2. Lexical Structure

This section describes the detailed lexical structure of the Lean language. Many readers will want to skip this section on a first reading.

Lean input is processed into a stream of tokens by its scanner, using the UTF-8 encoding. The next token is the longest matching prefix of the remaining input.

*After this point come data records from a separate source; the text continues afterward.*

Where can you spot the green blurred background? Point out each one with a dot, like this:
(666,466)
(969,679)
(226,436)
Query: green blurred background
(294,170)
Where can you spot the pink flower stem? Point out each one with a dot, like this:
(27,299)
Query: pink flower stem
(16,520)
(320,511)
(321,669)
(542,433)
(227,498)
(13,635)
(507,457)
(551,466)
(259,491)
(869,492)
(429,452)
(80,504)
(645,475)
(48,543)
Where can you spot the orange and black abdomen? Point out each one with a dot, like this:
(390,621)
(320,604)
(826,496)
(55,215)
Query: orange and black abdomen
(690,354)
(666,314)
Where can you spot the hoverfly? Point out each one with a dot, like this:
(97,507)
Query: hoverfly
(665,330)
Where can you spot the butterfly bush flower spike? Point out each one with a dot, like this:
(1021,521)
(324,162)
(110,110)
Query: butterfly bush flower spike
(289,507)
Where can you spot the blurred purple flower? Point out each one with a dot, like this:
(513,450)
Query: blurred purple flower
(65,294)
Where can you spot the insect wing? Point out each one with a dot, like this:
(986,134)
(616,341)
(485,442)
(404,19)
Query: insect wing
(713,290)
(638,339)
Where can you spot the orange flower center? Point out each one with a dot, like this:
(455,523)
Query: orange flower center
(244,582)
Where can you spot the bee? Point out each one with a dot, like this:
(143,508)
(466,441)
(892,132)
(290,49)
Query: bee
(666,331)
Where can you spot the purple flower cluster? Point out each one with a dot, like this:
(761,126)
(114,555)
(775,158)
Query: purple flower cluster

token ::=  symbol | command | ident | string | char | numeral |
           decimal | quoted_symbol | doc_comment | mod_doc_comment |
           field_notation

Tokens can be separated by the whitespace characters space, tab, line feed, and carriage return, as well as comments. Single-line comments start with --, whereas multi-line comments are enclosed by /- and -/ and can be nested.

2.1. Symbols and Commands

Symbols are static tokens that are used in term notations and commands. They can be both keyword-like (e.g. the have keyword) or use arbitrary Unicode characters.

Command tokens are static tokens that prefix any top-level declaration or action. They are usually keyword-like, with transitory commands like #print prefixed by an additional #. The set of built-in commands is listed in the Chapter 5 section.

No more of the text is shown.